Marie walked through the gate and entered the concentration camp. Her emotions swirled from fear, to anxiety, to outright anger. The motto that once greeted all new arrivals flashed through her mind.
Arbeit Macht Frei. Work brings freedom.
Another Nazi lie.
She was taking an enormous gamble with this pilgrimage to one of the few remaining remnants of National Socialism. Dachau, particularly, garnered a special place in the national history, since it was the first of Hitler’s murder factories, the model upon which all the rest were based.
Her conversation with Kurt last evening still plagued her. She’d woken several times during the night, bothered by his attitude and her apparent indifference to him. She wondered if she even loved him any longer. More, she pitied him for holding on to such inexplicable anger that so clouded his judgment.
Yet his sentiments were not uncommon.
Theodor Pohl was opening a wound that had never healed. His politics of hate, couched in terms of patriotism, would only send Germany backward. Someone needed to speak out. And at the moment, she was the only spokesperson who could command a national audience.
But the risks were real.
Modern Germans were confirmed pacifists. They wanted no mention of the former wars, either directly or indirectly. By and large they were consumed with historical guilt, bleeding their anguish in rivulets of pride.
But could that wound be mended?
The next couple of days might provide an answer, but the thirty-minute drive north from Munich that she’d just endured seemed to have served as a sobering prelude. Few road signs had pointed the way, as if the concentration camp was better left unknown. Her staff reported that, over the past few years, there’d been a sharp decline in German visitation. The vast majority of visitors to Dachau were either tourists or students. Schoolchildren came simply because German law proclaimed they must, yet Pohl was openly advocating a switch to voluntary school visits, something recent opinion polls indicated nearly 40 percent of the people favored.
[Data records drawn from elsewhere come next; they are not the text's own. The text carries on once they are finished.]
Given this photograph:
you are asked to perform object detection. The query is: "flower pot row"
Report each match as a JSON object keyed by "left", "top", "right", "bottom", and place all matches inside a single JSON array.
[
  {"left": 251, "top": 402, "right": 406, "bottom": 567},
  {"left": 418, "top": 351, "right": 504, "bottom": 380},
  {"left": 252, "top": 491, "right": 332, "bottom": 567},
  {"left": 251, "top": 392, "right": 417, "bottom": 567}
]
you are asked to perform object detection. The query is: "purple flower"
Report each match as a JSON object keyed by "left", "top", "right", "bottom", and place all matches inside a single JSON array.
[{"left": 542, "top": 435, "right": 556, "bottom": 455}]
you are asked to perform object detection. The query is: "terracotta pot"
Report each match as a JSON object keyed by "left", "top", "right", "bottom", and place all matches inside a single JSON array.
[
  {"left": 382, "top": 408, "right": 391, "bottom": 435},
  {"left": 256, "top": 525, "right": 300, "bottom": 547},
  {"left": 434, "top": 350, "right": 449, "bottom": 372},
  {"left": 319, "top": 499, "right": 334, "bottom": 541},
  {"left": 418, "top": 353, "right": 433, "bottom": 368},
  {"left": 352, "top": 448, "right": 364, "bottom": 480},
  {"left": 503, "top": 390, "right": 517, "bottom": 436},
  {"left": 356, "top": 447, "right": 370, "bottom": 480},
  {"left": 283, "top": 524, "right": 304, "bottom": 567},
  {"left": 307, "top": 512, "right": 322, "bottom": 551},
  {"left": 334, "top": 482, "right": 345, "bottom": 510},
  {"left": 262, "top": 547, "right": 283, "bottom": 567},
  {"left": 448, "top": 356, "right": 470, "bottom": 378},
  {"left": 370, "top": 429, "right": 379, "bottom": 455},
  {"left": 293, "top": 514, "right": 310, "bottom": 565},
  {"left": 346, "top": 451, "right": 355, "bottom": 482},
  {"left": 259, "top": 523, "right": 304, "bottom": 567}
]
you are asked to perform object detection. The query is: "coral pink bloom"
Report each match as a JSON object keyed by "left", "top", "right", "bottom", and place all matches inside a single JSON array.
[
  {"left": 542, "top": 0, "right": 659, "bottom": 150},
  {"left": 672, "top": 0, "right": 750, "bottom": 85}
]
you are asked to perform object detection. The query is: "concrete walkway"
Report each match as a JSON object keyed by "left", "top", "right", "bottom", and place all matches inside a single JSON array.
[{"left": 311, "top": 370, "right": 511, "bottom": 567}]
Which was another disturbing trend.
She recalled when, at age eleven, she’d made her obligatory visit. Her mother had tried to explain the madness, and she’d reacted with the innocence of a child. Her adolescence was spent in postwar Germany amid a nation in ruins. She’d watched cities rise from rubble and the countryside re-emerge from wholesale destruction.
And the worst of all.
The creation of two Germanys.
One free. The other enslaved. One looking west. The other east. Barbed wire, land mines, and armed guards kept one population contained and the other from doing anything about it.
What a waste. And all for nothing.
She turned her attention back to the scene before her. The day was warm with a low bank of pewter cumulus rolling in from the Alps to the south. The wire perimeter, concrete administration buildings, and watchtowers of the former camp still stood. But the barracks were gone, torched by Allied liberators. All that remained were rectangular gravel plots marking their foundations, arranged in rows side by side, like semi-buried coffins, and one replica barrack rebuilt to illustrate the horror that was Dachau.